Budget cuts and a landmark trial turn spotlight on the world’s ‘legal capital’
Kenyan president’s case crucial to The Hague’s reputation
A computer-generated image of what the International Criminal Court in The Hague will look like
There has to be a certain irony in the fact that work is underway on a grand new €190 million, 55,000sq m permanent headquarters for the International Criminal Court (ICC) in The Hague – just as the most important case in its history teeters on the brink of collapse.
The ultra-secure campus, which its architects say will “convey hope, trust and faith in justice”, is due to be finished by mid-2015, by when it should be clear whether the all-important case against the president of Kenya has gone ahead or has run into the sand, taking the ICC’s reputation with it. But the irony is not confined to the 12-year-old court’s dispensing of international justice. The ICC itself has no money, literally. It is just 18 months since the Dutch government stepped in and averted a crisis by agreeing to pay the rent on its current iconic lodgings, known as The Arc, for three years.

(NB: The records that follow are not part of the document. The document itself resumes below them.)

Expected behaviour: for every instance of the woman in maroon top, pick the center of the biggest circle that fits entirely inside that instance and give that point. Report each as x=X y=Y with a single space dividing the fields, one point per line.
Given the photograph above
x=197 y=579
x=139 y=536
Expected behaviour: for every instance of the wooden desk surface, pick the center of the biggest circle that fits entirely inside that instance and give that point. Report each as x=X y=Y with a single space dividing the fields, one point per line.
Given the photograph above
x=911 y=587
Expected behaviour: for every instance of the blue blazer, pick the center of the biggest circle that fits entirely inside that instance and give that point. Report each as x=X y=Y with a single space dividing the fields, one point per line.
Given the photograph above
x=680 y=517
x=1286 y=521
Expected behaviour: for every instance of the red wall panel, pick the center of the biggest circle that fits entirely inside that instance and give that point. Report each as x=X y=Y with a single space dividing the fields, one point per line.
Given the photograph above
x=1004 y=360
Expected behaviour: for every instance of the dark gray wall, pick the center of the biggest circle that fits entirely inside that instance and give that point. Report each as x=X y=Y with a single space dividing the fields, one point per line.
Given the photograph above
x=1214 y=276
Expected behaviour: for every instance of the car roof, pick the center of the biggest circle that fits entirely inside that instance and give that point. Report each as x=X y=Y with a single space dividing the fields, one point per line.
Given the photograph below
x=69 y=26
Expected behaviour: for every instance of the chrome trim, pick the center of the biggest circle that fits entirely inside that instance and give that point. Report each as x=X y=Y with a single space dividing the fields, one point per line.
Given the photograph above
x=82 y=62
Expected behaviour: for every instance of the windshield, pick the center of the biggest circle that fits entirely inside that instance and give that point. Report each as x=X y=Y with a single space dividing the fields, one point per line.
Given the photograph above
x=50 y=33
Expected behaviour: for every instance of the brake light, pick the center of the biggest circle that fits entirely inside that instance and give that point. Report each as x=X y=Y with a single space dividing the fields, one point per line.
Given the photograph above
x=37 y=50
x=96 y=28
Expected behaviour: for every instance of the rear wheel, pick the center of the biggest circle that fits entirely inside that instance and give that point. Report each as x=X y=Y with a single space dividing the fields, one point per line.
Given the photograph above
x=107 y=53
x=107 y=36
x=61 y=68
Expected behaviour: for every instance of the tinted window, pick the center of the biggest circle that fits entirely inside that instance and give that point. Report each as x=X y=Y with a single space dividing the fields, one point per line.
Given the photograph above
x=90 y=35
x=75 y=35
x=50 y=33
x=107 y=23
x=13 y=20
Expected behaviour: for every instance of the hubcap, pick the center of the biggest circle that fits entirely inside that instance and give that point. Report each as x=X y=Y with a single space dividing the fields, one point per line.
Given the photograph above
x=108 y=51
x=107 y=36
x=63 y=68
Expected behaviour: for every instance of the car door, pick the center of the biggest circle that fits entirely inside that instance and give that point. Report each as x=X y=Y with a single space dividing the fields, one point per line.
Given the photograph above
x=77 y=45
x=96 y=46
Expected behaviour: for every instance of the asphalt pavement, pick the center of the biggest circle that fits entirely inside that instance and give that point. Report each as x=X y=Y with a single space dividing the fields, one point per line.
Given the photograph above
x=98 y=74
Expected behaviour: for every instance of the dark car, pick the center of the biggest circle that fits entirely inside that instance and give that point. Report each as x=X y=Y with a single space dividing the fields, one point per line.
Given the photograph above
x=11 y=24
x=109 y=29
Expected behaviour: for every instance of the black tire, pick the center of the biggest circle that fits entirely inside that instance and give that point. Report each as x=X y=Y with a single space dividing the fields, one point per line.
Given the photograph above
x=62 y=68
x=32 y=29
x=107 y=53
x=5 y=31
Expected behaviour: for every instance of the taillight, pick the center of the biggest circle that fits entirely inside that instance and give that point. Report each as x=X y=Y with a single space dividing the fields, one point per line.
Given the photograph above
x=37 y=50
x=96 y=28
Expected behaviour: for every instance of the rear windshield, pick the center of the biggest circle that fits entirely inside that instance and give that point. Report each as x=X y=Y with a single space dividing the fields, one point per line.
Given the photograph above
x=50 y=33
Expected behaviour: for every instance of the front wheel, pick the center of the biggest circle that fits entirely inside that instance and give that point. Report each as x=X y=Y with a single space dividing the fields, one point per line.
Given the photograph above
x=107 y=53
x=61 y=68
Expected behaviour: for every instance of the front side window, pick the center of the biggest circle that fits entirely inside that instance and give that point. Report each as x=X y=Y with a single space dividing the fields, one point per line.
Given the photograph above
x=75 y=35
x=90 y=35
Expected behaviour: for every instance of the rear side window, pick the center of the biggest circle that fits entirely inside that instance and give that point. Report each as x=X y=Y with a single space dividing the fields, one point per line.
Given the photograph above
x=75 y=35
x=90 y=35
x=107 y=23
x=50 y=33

That is because the Assembly of States Parties (ASP), the court’s umbrella body made up of 122 states, was placed in the embarrassing position of having to admit that its members were increasingly “reluctant” to pay their share because of the drain of the global financial crisis.
As concern grew, Dutch foreign minister, Frans Timmermans, pledged to subsidise the court to the tune of €3 million a year, up to a maximum of €9 million, to get it to the point where it is ready to move to its new premises at the Alexanderkazerne, a sprawling former army barracks in the suburb of Scheveningen.
Apart from having its rent paid in the interim, the other good news for the ICC is that this prime site has been provided free of charge – again by the generous Dutch taxpayer. The complex is just a stone’s throw from Scheveningen prison – popularly known as The Hague Hilton – which houses the UN Detention Unit, used not just by the ICC but also by the International Criminal Tribunal for the Former Yugoslavia (ICTY) and the Special Court for Sierra Leone.
It has held defendants such as the late Slobodan Milosevic and Charles Taylor, the first former head of state to be convicted by an international court since the Nuremberg Trials. Current inmates include former Bosnian Serb president Radovan Karadzic and his then military ally, Gen Ratko Mladic.
“Keeping the court and the jail close to one another has considerable security and cost advantages,” one Dutch lawyer and academic told The Irish Times. “It’s more efficient for everyone.”
However, there is a strategy to the generosity of the Dutch. With some justification, they have been actively promoting The Hague and its “international zone” as “the legal capital of the world” – a description first used about it by former UN secretary-general Boutros Boutros-Ghali. It is not actually the ICC but the low-key International Court of Justice (ICJ) that is the main judicial organ of the UN, and its headquarters has been located here since 1946, when it replaced the Permanent Court of International Justice in the same building, the neo-Renaissance Peace Palace. Since then, the ICJ has been joined by the ICC, the Permanent Court of Arbitration, the ICTY, the Sierra Leone court, and most likely next year (as we reported recently) by a new EU-funded court to try crimes allegedly committed by Kosovo’s ethnic Albanian rebels during their war with Serbia in 1998 and 1999. These courts, with their international panels of judges, their teams of lawyers, and their thousands of administrative staff, have inevitably attracted a plethora of associated UN and international organisations, NGOs, and lobbyists – many of whom are also significant employers – in additional to the usual diplomatic corps based here.